Wann haftet der Dachdecker für den Dachstuhlbrand?

Berater Recht & Haftung Martin Thaler

Bei den Arbeiten an einem Dach war es zu einem Brand gekommen. Der Wohngebäudeversicherer zahlte den Schaden, wollte die Dachdecker jedoch in Regress nehmen. Vor Gericht ging es nun darum, ob die Arbeiter den Schaden fahrlässig verursacht hatten.

Dachstuhlbrand Bild: Adobe Stock/Jamie Hooper

Bei Arbeiten an einem Dach war es zu einem Brand gekommen. Vor Gericht ging es nun darum, ob der Wohngebäudeversicherer die Arbeiter in Regress nehmen konnte. Bild: Adobe Stock/Jamie Hooper

Diese Baumaßnahme hatte sich ein Hausbesitzer in Rheinland-Pfalz sicherlich anders vorgestellt: Bei Schweißarbeiten an seinem Dach hatten die beauftragten Dachdecker einen Brand ausgelöst. Dabei entstand ein Schaden in Höhe von 70.000 Euro.

Nachdem die Wohngebäudeversicherung für den Schaden aufgekommen war, nahm der Versicherer die Dachdecker in Regress. Diese hatten nach Ansicht der Versicherung das Dach weder mit feuerfesten Abdeckungen geschützt, noch in ausreichendem Maße Brandwache gehalten. Der Fall landete vor Gericht.   Vor dem Landgericht Koblenz (Az: 1 O 234/17) scheiterte der Versicherer jedoch mit seiner Klage, da die Richter bei den Dachdeckern weder Fahrlässigkeit noch Vorsatz erkennen konnten.  

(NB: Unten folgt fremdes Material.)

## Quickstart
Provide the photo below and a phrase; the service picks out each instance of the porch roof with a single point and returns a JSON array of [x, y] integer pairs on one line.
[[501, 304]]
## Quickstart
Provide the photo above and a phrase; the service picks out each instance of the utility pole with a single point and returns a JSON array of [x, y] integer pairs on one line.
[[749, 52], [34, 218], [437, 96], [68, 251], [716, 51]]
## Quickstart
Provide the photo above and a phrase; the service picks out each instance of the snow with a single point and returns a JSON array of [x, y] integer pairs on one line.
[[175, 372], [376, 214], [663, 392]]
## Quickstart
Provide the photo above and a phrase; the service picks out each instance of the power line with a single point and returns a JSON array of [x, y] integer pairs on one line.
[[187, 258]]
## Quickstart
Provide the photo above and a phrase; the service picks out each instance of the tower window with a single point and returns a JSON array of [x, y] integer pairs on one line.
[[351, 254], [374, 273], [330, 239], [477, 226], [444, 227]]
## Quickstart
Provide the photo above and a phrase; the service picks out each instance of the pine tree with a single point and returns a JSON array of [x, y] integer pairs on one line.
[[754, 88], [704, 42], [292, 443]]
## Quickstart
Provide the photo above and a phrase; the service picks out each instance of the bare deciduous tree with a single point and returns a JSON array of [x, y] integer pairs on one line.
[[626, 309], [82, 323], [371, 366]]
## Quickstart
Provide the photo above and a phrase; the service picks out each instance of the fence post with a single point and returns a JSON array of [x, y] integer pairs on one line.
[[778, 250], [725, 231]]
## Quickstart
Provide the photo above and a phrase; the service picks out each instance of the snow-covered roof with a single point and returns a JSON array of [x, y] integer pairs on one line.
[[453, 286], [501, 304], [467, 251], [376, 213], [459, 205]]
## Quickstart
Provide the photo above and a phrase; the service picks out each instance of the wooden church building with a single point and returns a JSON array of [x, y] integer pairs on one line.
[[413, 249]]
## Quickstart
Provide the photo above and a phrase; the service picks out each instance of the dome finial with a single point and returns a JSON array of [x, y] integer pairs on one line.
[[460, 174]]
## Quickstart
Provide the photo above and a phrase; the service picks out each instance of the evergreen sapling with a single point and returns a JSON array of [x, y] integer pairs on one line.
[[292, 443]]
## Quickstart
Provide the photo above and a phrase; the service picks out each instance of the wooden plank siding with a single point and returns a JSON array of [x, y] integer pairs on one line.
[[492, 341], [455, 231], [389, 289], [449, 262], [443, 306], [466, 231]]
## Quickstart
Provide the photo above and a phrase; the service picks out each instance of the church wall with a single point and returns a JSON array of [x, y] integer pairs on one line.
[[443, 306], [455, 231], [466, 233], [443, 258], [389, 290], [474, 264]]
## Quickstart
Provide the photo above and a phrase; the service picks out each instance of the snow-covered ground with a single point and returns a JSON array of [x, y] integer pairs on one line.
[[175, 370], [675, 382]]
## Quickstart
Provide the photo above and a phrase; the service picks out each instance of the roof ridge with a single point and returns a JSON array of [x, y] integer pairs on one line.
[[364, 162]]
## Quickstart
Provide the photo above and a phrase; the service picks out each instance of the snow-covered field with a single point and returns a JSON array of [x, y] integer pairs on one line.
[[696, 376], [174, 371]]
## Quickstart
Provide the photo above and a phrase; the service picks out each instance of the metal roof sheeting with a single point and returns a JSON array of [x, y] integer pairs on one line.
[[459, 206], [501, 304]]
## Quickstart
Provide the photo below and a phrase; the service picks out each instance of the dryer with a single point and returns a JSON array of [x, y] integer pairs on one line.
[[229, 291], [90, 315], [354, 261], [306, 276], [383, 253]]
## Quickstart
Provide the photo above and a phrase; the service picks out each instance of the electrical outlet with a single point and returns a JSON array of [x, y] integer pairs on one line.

Vertragliche Schadenersatzansprüche kamen nicht in Betracht – schließlich hatte der Hausbesitzer die Dachdecker schwarz beschäftigt. Blieb die deliktische Haftung nach Paragraph 823 BGB.

Falsche Ausführungsart der Arbeiten

Zwar war der Brand eindeutig auf die Arbeiten der Dachdecker zurückzuführen – andere Ursachen waren schlicht nicht ersichtlich. Auch entsprach die Ausführung der Arbeiten nicht den allgemeinen Regeln der Technik – die gewählte Ausführungsart gilt nur bei Flachdächern, nicht aber wie im vorliegenden Fall für Spitzdächer als geeignet.  

Allerdings, so befand das Gericht, war die Ausführungsart der Arbeiten zum einen nicht die Ursache des Brandes gewesen. Zum anderen erfolgte sie auf ausdrücklichen Wunsch des Gebäudeinhabers, der selbst berufsbedingt fachkundig war. Und wenn ein Fachkundiger selbst aus Kostengründen eine Abweichung von den anerkannten Regeln der Technik verlangt, könne er sich im Anschluss nicht bei Haftungsfragen auf diese abweichende Haftungsart berufen, erklärte das Gericht mit Verweis auf Paragraph 242 BGB (Leistung nach Treu und Glauben).  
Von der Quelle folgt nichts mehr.